Stewart et al v. Haven Behavioral Services of Denver LLC et al
OPINION AND ORDER REMANDING CASE to the District Court for Adams County by Chief Judge Marcia S. Krieger on 12/2/15. (dkals, )
IN THE UNITED STATES DISTRICT COURT
FOR THE DISTRICT OF COLORADO
Chief Judge Marcia S. Krieger
Civil Action No. 15-cv-02131-MSK
CRAIG STEWART, and
ROY STEWART, children of the decedent Patricia Rance,
HAVEN BEHAVIORAL SERVICES OF DENVER, LLC, and
VIBRA HOSPITAL OF DENVER, LLC,
OPINION AND ORDER REMANDING CASE
THIS MATTER comes before the Court sua sponte. The Plaintiffs, Craig Stewart and
Roy Stewart, commenced this action in the District Court for Adams County, Colorado. The
First Amended Complaint (#4) asserts a claim for premises liability under Colo. Rev. Stat. § 1321-115. The Defendants, Haven Behavioral Services of Denver, LLC, and Vibra Hospital of
Denver, LLC, removed the case to this Court. The Notice of Removal (#1) cites 28 U.S.C §
1332 as the basis for this Court’s subject-matter jurisdiction.
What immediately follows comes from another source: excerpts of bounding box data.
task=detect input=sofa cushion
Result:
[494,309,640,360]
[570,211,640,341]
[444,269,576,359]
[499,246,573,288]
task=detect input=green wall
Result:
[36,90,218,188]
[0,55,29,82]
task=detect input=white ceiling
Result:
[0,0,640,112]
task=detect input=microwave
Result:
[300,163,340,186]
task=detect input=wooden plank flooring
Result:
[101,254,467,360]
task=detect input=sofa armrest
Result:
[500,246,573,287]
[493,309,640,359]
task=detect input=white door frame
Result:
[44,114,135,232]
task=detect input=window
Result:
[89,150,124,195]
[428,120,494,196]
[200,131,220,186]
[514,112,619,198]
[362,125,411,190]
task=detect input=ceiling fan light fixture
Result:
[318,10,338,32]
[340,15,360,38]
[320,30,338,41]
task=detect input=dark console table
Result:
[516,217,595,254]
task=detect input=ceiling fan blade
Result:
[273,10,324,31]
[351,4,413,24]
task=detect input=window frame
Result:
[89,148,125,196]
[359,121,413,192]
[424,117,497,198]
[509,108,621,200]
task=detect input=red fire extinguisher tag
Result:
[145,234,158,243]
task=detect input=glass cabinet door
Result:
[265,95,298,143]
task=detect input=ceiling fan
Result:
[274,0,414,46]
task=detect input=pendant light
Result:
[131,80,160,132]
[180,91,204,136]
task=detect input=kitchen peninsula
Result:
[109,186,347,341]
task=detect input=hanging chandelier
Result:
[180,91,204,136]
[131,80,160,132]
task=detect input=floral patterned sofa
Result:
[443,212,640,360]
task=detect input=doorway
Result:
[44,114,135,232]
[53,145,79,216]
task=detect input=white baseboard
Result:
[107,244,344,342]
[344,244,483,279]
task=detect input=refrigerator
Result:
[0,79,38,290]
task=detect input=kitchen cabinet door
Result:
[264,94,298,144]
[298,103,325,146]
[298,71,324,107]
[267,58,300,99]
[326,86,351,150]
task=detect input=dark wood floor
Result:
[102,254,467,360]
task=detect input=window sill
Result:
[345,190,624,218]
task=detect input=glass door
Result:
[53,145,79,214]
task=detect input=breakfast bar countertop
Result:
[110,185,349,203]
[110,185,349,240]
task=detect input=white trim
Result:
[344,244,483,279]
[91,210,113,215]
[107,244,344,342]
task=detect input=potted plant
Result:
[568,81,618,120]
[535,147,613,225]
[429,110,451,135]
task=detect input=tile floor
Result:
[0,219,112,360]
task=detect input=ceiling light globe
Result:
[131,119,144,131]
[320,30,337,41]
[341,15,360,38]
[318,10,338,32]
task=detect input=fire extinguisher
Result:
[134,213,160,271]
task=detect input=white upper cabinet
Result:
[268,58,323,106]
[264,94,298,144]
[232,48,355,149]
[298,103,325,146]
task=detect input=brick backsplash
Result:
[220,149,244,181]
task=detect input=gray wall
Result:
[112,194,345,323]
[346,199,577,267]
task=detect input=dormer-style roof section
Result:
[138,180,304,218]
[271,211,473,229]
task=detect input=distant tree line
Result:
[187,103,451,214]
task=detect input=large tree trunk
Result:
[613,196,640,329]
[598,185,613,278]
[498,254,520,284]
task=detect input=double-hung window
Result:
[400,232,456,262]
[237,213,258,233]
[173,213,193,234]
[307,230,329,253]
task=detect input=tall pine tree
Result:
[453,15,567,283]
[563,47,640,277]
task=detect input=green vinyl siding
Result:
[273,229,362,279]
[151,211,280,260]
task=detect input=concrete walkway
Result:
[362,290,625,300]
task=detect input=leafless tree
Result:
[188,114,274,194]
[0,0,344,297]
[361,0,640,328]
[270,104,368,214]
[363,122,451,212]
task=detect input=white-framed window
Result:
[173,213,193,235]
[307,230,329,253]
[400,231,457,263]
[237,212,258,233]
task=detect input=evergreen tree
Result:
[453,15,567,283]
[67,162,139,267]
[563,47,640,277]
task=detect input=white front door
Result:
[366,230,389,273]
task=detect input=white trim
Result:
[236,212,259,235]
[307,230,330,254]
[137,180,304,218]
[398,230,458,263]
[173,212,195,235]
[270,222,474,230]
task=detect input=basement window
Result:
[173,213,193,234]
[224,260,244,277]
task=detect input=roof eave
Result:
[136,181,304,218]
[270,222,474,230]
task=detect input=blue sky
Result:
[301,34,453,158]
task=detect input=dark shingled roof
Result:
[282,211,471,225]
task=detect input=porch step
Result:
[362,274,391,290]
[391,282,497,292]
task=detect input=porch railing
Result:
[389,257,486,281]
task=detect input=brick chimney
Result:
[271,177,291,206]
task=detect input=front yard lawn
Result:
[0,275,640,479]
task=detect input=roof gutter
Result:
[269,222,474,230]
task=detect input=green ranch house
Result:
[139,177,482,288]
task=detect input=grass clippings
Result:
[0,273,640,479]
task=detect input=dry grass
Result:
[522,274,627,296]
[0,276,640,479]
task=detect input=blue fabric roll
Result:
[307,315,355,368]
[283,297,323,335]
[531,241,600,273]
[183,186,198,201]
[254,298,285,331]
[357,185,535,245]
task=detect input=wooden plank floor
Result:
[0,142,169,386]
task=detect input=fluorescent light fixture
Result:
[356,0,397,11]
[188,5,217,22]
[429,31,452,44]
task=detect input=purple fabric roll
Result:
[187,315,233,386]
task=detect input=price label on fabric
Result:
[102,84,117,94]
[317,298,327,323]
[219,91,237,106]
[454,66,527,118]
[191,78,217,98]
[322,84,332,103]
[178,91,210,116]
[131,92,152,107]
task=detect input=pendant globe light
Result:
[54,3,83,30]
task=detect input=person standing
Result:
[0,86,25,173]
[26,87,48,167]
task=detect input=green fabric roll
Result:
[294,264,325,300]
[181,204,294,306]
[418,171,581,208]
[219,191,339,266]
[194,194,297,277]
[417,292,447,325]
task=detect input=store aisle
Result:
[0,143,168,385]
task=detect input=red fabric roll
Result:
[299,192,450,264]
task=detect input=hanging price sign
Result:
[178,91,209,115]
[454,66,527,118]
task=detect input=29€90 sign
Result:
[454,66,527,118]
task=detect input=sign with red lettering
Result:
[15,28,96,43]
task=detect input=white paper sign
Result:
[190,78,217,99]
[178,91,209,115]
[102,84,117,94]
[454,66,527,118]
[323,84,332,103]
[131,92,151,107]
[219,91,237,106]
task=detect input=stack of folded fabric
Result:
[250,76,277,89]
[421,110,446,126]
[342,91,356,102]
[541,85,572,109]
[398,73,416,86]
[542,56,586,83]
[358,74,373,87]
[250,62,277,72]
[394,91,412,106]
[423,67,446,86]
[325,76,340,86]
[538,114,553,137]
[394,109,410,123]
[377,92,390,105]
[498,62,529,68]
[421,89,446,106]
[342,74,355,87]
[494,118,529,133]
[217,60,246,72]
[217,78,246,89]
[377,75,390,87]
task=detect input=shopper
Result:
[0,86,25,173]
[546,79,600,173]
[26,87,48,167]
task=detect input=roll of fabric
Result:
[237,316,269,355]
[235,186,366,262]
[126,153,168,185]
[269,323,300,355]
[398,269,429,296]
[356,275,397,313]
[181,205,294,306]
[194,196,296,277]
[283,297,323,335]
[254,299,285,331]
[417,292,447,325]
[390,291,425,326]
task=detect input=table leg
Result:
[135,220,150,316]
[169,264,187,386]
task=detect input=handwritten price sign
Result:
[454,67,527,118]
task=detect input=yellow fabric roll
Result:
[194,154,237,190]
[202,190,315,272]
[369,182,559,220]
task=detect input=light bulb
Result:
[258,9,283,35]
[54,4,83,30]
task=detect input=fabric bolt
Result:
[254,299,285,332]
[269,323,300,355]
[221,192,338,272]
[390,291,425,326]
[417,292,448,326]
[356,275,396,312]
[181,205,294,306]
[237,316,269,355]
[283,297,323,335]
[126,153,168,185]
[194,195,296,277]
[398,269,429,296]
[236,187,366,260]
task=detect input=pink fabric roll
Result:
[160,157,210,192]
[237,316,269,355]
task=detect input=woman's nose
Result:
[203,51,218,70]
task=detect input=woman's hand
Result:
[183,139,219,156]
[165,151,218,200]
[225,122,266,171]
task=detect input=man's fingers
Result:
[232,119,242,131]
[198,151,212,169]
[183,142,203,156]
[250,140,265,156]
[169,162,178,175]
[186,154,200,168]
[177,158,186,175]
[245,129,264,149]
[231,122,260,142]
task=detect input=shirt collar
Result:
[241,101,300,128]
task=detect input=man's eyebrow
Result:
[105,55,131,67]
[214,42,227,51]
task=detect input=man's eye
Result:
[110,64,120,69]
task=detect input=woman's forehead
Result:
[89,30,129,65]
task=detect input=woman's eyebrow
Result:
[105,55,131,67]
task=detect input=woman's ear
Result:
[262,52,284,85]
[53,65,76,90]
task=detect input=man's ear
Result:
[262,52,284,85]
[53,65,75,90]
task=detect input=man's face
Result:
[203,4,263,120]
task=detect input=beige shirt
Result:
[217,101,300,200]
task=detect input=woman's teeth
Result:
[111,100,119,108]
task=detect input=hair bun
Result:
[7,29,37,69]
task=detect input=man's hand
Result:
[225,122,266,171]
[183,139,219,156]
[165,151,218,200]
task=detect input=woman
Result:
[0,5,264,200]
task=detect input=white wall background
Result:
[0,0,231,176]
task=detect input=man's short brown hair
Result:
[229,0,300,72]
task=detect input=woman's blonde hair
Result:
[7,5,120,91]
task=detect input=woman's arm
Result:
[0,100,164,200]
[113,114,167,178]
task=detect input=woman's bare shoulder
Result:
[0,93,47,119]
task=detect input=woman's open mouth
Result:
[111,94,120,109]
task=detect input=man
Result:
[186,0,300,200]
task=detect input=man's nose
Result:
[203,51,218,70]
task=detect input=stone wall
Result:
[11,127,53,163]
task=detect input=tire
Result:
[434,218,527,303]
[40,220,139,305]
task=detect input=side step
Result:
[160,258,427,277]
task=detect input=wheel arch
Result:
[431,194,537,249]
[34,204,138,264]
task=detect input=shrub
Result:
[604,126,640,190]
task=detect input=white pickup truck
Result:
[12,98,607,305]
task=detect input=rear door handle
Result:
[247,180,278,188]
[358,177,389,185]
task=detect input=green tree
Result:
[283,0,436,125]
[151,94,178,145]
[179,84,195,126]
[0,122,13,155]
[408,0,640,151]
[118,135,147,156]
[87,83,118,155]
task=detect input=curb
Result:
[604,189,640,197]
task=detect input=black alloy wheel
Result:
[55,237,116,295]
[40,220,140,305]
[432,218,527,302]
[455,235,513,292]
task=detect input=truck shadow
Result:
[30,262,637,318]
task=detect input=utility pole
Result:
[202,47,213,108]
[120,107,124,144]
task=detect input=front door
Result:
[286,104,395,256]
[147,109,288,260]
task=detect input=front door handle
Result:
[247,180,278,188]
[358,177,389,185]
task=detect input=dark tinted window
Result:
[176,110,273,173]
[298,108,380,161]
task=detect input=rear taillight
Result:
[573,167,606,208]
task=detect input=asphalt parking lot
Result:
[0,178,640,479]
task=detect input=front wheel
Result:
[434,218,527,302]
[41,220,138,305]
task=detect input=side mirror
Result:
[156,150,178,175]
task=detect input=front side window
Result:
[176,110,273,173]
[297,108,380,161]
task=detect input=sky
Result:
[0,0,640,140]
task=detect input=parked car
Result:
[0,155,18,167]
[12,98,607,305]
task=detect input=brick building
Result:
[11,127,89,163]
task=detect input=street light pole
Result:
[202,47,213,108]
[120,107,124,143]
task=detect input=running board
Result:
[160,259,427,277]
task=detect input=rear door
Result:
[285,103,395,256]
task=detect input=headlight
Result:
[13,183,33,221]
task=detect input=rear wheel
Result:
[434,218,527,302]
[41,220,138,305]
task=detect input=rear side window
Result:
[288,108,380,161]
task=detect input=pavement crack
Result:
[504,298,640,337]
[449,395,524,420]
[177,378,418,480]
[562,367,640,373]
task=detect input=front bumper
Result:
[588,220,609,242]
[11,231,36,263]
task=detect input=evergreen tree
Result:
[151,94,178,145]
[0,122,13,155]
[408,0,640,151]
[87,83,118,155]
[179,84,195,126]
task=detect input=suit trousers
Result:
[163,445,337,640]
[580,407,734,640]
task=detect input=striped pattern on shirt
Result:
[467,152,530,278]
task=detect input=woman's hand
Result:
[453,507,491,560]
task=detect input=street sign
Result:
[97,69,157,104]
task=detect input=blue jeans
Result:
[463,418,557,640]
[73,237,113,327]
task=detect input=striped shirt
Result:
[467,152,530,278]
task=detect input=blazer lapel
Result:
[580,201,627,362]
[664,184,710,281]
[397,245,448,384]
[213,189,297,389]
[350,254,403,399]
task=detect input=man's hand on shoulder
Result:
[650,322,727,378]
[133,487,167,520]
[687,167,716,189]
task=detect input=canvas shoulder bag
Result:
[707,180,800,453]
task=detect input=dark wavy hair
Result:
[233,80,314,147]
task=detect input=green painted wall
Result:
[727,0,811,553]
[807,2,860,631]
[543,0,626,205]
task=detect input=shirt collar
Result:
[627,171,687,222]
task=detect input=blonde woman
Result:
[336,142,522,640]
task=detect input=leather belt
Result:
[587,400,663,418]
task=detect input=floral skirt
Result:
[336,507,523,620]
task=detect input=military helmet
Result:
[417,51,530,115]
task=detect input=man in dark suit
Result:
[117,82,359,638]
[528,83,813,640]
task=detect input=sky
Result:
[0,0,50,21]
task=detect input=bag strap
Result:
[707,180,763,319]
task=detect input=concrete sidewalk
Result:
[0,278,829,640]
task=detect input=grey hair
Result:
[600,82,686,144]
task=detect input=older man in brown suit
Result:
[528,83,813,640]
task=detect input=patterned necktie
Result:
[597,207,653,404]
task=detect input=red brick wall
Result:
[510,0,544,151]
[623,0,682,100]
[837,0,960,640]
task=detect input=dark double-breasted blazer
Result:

A civil action is removable only if the plaintiff could have originally brought the action in
federal court. 28 U.S.C. § 1441(a). The Court is required to remand “[i]f at any time before
final judgment it appears that the district court lacks subject matter jurisdiction.” 28 U.S.C. §
1447(c). As the party invoking the federal court’s jurisdiction, the Defendant bears the burden of
establishing that the requirements for the exercise of jurisdiction are met. See Huffman v. Saul
Holdings Ltd. P’ship, 194 F.3d 1072, 1079 (10th Cir. 1999).
In this case, removal is premised on diversity jurisdiction under 28 U.S.C. § 1332(a).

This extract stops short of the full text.